NIAID’s Bernard Moss, M.D., Ph.D., the senior author on the paper, adds, “This study shows that the MVA vaccine holds great promise as an alternative to the current vaccine. Although MVA may not quite equal Dryvax in its effectiveness, it did extraordinarily well, with all of the monkeys who were vaccinated with MVA surviving a potentially lethal monkeypox infection and, aside from a few minor lesions, showing no clinical signs of disease.”
The National Pulse noted:
Fauci was reacting to the study “Immunogenicity of a Highly Attenuated MVA Smallpox Vaccine and Protection Against Monkeypox,” whose abstract also warns of the “potential use of smallpox as a biological weapon”:
“The potential use of smallpox as a biological weapon has led to the production and stockpiling of smallpox vaccine and the immunization of some healthcare workers.”

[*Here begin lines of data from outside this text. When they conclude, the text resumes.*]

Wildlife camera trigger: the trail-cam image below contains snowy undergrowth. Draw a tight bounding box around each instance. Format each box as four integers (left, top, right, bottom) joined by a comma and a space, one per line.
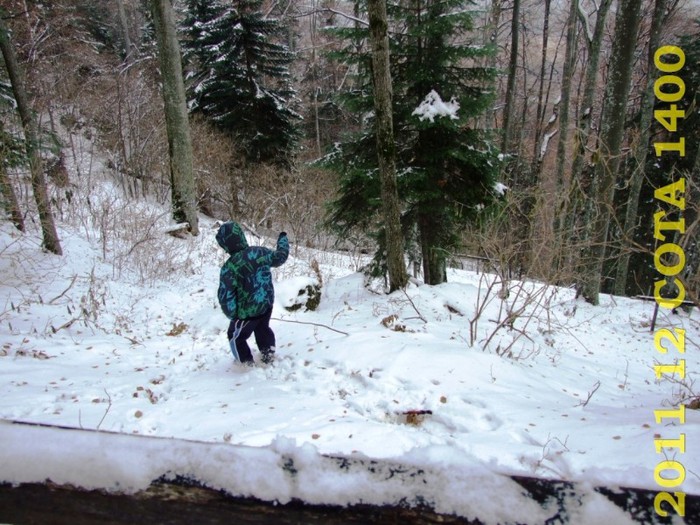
0, 212, 700, 491
0, 131, 700, 522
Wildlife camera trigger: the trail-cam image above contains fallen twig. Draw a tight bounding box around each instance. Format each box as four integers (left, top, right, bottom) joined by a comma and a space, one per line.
272, 317, 350, 335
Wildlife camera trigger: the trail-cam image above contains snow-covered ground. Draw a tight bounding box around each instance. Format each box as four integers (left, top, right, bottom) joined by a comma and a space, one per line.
0, 130, 700, 524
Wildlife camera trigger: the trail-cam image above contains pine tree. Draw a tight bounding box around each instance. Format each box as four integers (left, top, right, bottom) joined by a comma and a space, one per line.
324, 0, 498, 284
183, 0, 299, 165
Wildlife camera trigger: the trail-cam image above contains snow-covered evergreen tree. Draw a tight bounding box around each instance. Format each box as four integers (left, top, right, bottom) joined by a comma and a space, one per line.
183, 0, 299, 165
324, 0, 498, 284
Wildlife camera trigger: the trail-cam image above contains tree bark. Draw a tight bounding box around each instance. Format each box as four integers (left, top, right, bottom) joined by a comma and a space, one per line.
0, 17, 63, 255
555, 0, 612, 274
554, 0, 579, 194
580, 0, 642, 305
0, 135, 24, 232
150, 0, 199, 235
532, 0, 552, 166
367, 0, 408, 291
615, 0, 668, 295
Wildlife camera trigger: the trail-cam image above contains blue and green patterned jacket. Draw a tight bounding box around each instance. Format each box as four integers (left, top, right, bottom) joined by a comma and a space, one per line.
216, 221, 289, 319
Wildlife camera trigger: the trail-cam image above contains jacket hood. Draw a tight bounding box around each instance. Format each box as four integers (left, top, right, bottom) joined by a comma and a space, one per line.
216, 221, 248, 255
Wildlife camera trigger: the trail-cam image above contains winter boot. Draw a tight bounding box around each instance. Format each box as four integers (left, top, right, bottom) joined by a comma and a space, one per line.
260, 346, 275, 365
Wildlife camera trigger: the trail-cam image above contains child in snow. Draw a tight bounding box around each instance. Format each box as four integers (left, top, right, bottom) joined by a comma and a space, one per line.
216, 221, 289, 365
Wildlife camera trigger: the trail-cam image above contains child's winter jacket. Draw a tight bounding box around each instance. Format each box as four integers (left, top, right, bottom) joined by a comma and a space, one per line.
216, 221, 289, 319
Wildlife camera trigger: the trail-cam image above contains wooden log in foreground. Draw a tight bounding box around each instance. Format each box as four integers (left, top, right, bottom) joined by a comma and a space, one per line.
0, 420, 700, 525
0, 477, 700, 525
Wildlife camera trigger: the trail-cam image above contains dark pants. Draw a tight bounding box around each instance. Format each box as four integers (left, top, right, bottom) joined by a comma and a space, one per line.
228, 308, 275, 363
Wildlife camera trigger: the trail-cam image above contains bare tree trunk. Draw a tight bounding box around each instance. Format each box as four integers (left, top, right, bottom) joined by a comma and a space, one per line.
580, 0, 642, 305
556, 0, 612, 274
501, 0, 520, 153
367, 0, 408, 291
0, 16, 63, 255
150, 0, 199, 235
554, 0, 579, 194
117, 0, 133, 64
532, 0, 552, 166
0, 135, 24, 232
484, 0, 503, 129
615, 0, 668, 295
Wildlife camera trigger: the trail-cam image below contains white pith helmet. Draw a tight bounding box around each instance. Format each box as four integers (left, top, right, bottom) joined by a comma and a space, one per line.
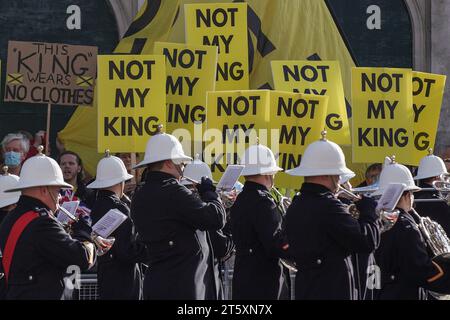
286, 130, 355, 180
5, 146, 72, 192
372, 156, 421, 196
414, 149, 447, 180
181, 154, 214, 185
134, 125, 192, 168
87, 150, 133, 189
240, 141, 283, 177
0, 166, 21, 208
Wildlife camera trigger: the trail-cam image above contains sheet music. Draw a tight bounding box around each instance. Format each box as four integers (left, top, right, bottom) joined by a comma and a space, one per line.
56, 201, 80, 225
377, 183, 406, 211
92, 209, 127, 239
216, 164, 244, 191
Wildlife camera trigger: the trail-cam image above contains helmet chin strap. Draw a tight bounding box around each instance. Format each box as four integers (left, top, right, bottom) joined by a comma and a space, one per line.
329, 176, 339, 193
172, 161, 183, 181
47, 186, 59, 211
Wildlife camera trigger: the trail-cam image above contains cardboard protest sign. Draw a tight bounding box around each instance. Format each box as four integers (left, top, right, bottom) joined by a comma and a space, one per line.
352, 68, 414, 164
154, 42, 217, 152
271, 61, 351, 145
412, 72, 447, 165
184, 3, 249, 90
96, 55, 166, 152
269, 91, 329, 189
5, 41, 97, 106
204, 90, 270, 181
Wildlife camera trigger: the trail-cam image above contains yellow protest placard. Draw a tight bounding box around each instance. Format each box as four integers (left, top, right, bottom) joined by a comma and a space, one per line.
269, 91, 329, 189
184, 3, 249, 91
96, 55, 166, 152
412, 72, 447, 165
154, 42, 217, 154
271, 60, 351, 145
352, 68, 414, 164
204, 90, 270, 181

The study’s abstract continues, describing “another public health goal is the licensing of a safer vaccine” to treat smallpox:
As vaccines can no longer be tested for their ability to prevent smallpox, licensing will necessarily include comparative immunogenicity and protection studies in non-human primates. Here we compare the highly attenuated modified vaccinia virus Ankara (MVA) with the licensed Dryvax vaccine in a monkey model.
The deleted study follows The National Pulse unearthing the Wuhan Institute of Virology’s recent research assembling strains of the monkeypox virus to be able to conduct PCR tests. It also comes amidst the NIAID administering a $10 million grant to fund research into additional cures for monkeypox shortly before the current outbreak began.
This also comes on the heels of a tabletop exercise simulating a global pandemic involving an unusual strain of monkeypox virus.
The World Health Organization (WHO) declared monkeypox a global emergency.